Pr Eric Lechevallier, chirurgien urologue à l’hôpital de la Conception, Marseille, APHM

Membre du Conseil d’administration de l’AFU

 

Le cancer de la vessie entraîne 5 000 décès par an. Cinquième cancer en fréquence, il est d’autant mieux pris en charge qu’il est détecté tôt. Le photodiagnostic permet d’optimiser le diagnostic et de limiter le risque de récidive. L’immunothérapie, actuellement en cours de validation, représente un grand espoir pour les tumeurs les plus agressives.

 

Qui est touché ?

12 000 personnes sont affectées chaque année. Il s’agit majoritairement d’hommes de plus de 60 ans. Cette prévalence masculine s’explique principalement par deux facteurs : le tabagisme et les toxiques professionnels (goudrons, solvants, colorants…). Néanmoins l’engouement des femmes pour la cigarette entraîne une augmentation de ces tumeurs dans la population féminine.

 

 

Quels sont les signes d’appel ?

Le principal c’est le sang dans les urines. L’hématurie peut être invisible à l’œil (microhématurie) et détectée par une bandelette urinaire ou au contraire entraîner une coloration des urines (macrohématurie). Ces signes ne sont pas spécifiques au cancer de la vessie : les calculs urinaires et les infections urinaires sont grandes pourvoyeuses d’hématuries.

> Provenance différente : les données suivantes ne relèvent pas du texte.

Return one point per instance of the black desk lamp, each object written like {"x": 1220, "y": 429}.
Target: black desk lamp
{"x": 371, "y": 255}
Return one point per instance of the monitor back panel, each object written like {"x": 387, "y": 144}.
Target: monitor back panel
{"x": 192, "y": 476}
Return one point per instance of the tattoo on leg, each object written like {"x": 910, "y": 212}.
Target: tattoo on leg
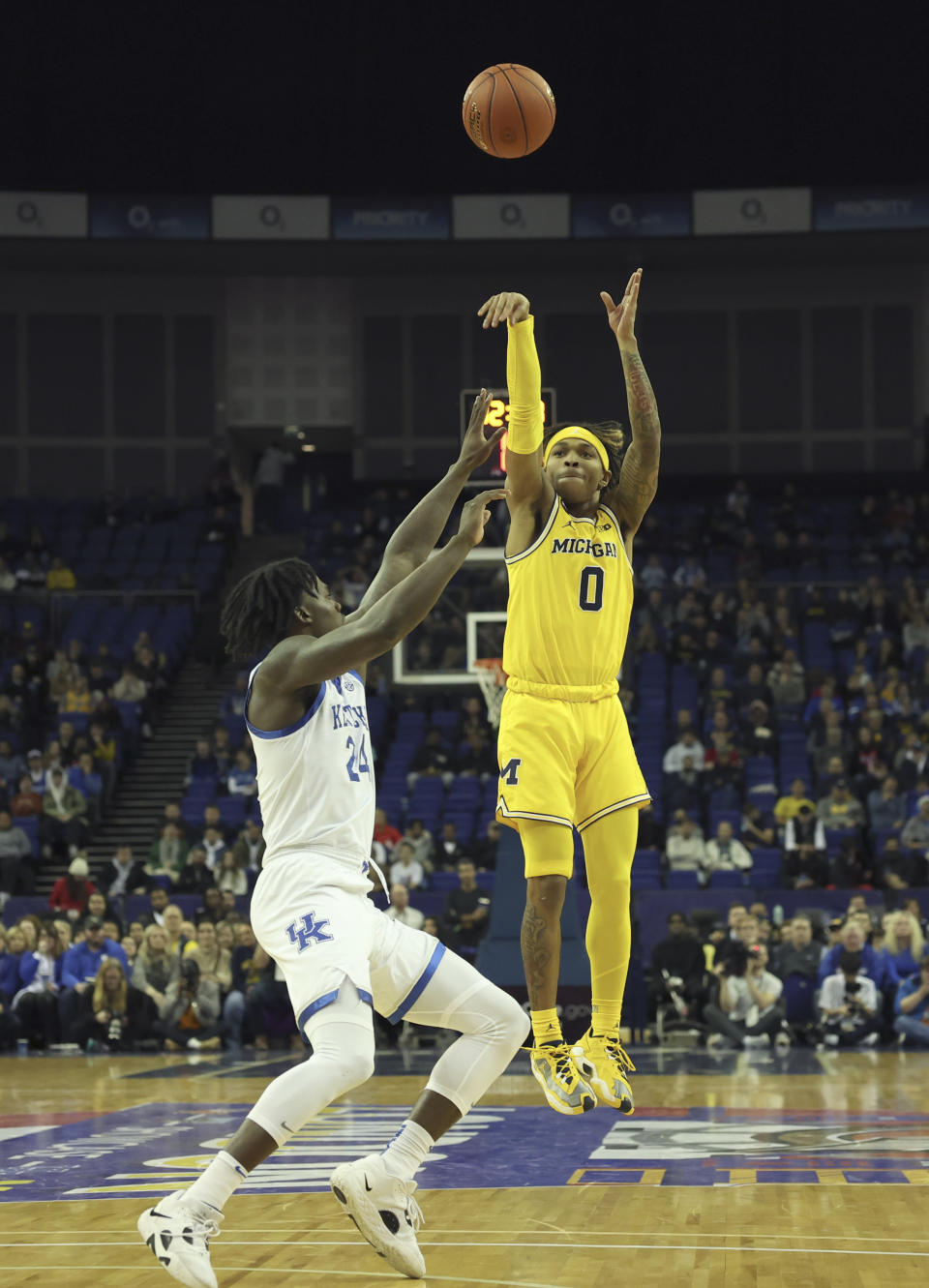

Les problèmes mictionnels : envies fréquentes, urgenturies, brûlures urinaires, incapacité d’uriner… sont aussi un signe d’appel. Là encore ils ne sont pas spécifiques puisqu’ils peuvent aussi évoquer des cystites ou des troubles prostatiques.

Des douleurs dans le bas du ventre, ou d’autres signes plus alarmants (perte de poids, fatigue persistante, douleurs osseuses…) marquent la propagation du cancer de la vessie (métastases).

Tout signe urinaire (hématurie, troubles mictionnels) chez un fumeur ou une personne exposée à des toxiques professionnels doit amener à consulter l’urologue pour un bilan. Les examens viseront à déterminer s’il y a une tumeur vésicale (ou plusieurs) et le cas échéant déterminer sa localisation, son agressivité (vitesse d’évolution ou “grade”) et si la tumeur est restée superficielle (TVNIM) ou si elle infiltre le muscle (TVIM).

Quels examens réaliser ?

 

– La cytologie et les frottis urinaires permettent de matérialiser une éventuelle micro-hématurie (présence non détectable à l’œil nu de sang dans les urines). Elles visent aussi à révéler la présence de cellules cancéreuses et déterminer leur agressivité. L’examen est performant pour les tumeurs de haut grade mais peu pour les tumeurs de bas grade.

 

– L’imagerie est également utile (échographie vésicale ou scanner). 10 à 20 % des cancers de la vessie s’accompagnent de tumeurs du haut appareil (rein, uretères) que l’imagerie pourra mettre en évidence.

 

La cystoscopie (endoscopie de la vessie), réalisée sous anesthésie locale, est l’examen de référence. Elle permet de faire le diagnostic. Ensuite la tumeur est enlevée par endoscopie sous anesthésie générale ou rachi-anesthésie au bloc opératoire. On peut augmenter la sensibilité de l’examen en réalisant un photodiagnostic. Un des problèmes rencontré avec les tumeurs de la vessie réside dans le fait que ces cancers sont souvent multifocaux. Il peut donc y avoir coexistence de tumeurs planes et de tumeurs plus visibles, de tumeurs relativement peu agressives et de tumeurs agressives…  Pour ne pas passer à côté d’une de ces tumeurs on ajoute un produit photophore une heure avant l’examen. Le produit se fixe sur les cellules cancéreuses. L’urologue réalise ensuite l’endoscopie sous lumière bleue en fluorescence. Les cellules cancéreuses éclairées de la sorte renvoient une lumière rouge.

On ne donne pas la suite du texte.